Unfortunately, while programs can use sizeof or offsetof to ensure that there aren't any surprises with struct layout, there's no way by which they can test whether compilers promise to refrain from the optimizations of types #2 or #3. Further, the Standard is a little vague about what would be meant in a case like:

struct foo {char array1[4],array2[4]; };

int test(struct foo *p, int i, int x, int y, int z)
{
  if (p->array2[x])
  {
    ((char*)p)[x]++;
    ((char*)(p->array1))[y]++;
    p->array1[z]++;
  }
  return p->array2[x];
}

The Standard is pretty clear that behavior would only be defined if z is in the range 0..3, but since the type of p->array in that expression is char* (due to decay) it's not clear the cast in the access using y would have any effect. On the other hand, since converting pointer to the first element of a struct to char* should yield the same result as converting a struct pointer to char*, and the converted struct pointer should be usable to access all bytes therein, it would seem the access using x should be defined for (at minimum) x=0..7 [if the offset of array2 is greater than 4, it would affect the value of x needed to hit members of array2, but some value of x could do so with defined behavior].

IMHO, a good remedy would be to define the subscript operator on array types in a fashion that does not involve pointer decay. In that case, the expressions p->array[x] and &(p->array1[x]) could invite a compiler to assume that x is 0..3, but p->array+x and *(p->array+x) would require a compiler to allow for the possibility of other values.

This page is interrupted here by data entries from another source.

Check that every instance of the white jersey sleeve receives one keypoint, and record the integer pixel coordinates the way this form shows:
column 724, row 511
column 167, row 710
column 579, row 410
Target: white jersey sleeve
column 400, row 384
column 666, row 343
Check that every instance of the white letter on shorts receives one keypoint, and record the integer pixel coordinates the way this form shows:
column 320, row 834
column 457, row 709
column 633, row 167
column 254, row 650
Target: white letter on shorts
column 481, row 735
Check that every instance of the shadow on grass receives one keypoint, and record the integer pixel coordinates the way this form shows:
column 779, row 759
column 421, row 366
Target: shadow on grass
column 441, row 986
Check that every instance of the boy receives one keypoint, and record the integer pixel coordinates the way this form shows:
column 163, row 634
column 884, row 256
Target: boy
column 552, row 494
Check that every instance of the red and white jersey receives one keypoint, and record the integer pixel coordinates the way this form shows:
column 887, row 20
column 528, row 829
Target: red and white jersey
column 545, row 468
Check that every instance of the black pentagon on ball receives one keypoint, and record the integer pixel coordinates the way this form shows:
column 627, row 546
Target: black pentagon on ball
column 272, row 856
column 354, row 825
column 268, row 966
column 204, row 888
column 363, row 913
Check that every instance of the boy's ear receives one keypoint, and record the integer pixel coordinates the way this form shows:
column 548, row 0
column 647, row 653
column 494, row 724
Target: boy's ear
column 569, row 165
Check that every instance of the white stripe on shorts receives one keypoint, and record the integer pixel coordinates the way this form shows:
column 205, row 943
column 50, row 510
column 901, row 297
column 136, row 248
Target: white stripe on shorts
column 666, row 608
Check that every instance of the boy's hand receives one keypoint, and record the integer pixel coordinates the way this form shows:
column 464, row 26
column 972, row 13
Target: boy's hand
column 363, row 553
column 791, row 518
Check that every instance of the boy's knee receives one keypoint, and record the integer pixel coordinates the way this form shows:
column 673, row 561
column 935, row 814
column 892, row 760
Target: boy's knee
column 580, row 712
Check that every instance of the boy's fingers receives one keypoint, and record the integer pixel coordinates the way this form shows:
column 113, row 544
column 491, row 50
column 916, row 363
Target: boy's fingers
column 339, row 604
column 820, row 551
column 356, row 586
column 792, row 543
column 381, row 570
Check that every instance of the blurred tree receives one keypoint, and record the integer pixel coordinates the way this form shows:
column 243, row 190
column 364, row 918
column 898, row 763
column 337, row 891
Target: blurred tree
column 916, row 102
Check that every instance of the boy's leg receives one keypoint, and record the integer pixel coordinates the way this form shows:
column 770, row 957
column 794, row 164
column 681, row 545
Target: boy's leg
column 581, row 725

I don't know if any compilers do that, but the Standard doesn't require it.

Answer 3

Apart from the answer of @rsp (Undefined behavior for an array subscript that is out of range) I can add that it is not legal to access b via a because the C language does not specify how much padding space can be between the end of area allocated for a and the start of b, so even if you can run it on a particular implementation , it is not portable.

instance of struct:
+-----------+----------------+-----------+---------------+
|  array a  |  maybe padding |  array b  | maybe padding |
+-----------+----------------+-----------+---------------+

The second padding may miss as well as the alignment of struct object is the alignment of a which is the same as the alignment of b but the C language also does not impose the second padding not to be there.